Friday, January 07, 2005

Special Guest Post

Hi .. this is umm .. me. I think I'm supposed to blog here, but usually I don't. But not because I don't want to. Mostly because, umm .. all my words are used up by the end of the day. At any rate, I think Cheryl has done a fantastic job of picking up the slack - and it was pretty slack!

Cheryl says to say, "Jumping Jehoshaphat!" -- whatever that means.

Anyhow, I am glad we are moving: although it is and will continue to be a very time-consuming project. Cheryl has done an amazing job of getting the bookshelves in the office taken care of. Of everything in this house, I was dreading that the most.

The next thing I was dreading the most was getting the utilities and our bank accounts, drivers' licensing, etc. etc. sorted out. Cheryl has made huge progress in that regard by sorting out our utilities, but I'm not looking forward to standing in line at the driver's licensing office.

We're also taking the advice of getting rid of as much as we can before we actually start packing. Less clutter means less stuff to shift!

I will be within a 1/2 hour bike ride of my office so I can justify riding to work and home. Woohoo!

And while we're on the subject of commuting, I just want to comment on this general attitude of hilarity other Canadians have whenever it comes up that an inch or two of snow have fallen here in the B.C. and that has brought traffic here to standstill. To a certain extent I can see how, when most of the rest of the country has to contend with snow drifts and blizzards of thee white stuff 9 months of the year, they think it's just pathetic that drivers here can't handle an mere centimetre or two. But all in all I have to say that all the news stories on the CBC and Globe & Mail are founded in envy and pure ignorance of what the conditions are like here.

First of all, when it snows here, it is a wet snow. It's wet coastal slop that the experienced locals know to stay out of until all the refugees from other parts of Canada who 'think' they know how to handle it have filed all their insurance claims.
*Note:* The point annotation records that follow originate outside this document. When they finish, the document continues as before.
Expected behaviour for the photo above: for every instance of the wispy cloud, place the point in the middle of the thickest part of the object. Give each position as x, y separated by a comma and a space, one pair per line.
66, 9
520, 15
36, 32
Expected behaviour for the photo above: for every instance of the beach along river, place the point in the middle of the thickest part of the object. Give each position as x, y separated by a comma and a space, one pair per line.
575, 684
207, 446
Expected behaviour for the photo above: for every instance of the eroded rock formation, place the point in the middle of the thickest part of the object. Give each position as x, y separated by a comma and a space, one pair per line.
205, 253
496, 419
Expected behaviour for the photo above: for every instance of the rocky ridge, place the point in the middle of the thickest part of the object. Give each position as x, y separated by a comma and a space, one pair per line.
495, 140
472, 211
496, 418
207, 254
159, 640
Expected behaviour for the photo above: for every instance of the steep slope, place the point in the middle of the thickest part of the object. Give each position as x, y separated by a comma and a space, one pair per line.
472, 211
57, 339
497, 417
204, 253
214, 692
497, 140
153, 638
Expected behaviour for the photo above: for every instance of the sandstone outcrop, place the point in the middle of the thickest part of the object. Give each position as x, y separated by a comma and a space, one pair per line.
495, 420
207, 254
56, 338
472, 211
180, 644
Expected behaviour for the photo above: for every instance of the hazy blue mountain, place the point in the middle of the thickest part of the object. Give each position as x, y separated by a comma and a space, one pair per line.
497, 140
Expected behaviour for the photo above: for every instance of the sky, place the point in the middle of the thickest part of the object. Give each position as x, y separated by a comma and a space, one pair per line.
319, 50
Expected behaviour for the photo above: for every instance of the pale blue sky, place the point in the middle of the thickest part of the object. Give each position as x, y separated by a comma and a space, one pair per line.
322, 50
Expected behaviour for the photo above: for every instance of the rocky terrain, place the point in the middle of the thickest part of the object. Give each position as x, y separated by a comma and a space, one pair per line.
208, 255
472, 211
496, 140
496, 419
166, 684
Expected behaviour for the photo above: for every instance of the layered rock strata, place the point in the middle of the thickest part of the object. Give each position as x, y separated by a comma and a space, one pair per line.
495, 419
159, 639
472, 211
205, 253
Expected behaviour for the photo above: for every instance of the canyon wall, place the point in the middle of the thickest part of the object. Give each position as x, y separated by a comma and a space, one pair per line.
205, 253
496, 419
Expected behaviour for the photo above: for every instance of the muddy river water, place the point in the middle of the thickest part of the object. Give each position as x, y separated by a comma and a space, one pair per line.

Every fall most Canadians get snow tires or at least switch to all-season M+S (mud and snow) tires. Not so here in the Lower Mainland. Since we get snow so infrequently, very few people do the seasonal tire switch. Even folks from other parts of the country quickly get lulled into not doing this. The bottom line on this is that very few cars here are equipped for dealing with wet slushy snow.

Secondarily, if the cold snap that caused the snow to fall is of any duration, experienced locals know the snow (and the inevitable sand put down by the highway department) will harden overnight into concrete/ice. So day 2 of the cold snap is usually when all the other drivers from elsewhere who survived day 1 get to play bumper cars with each other.

The good news in all of this is that snow rarely lasts here beyond a week or so. After a day or two, the arctic outflow windws that caused the cold snap are driven away by one of the many 'pineapple express' fronts that we get from Hawaii: we go back to our usual spring-like conditions and the rest of Canada goes back to having to endure the rest of winter.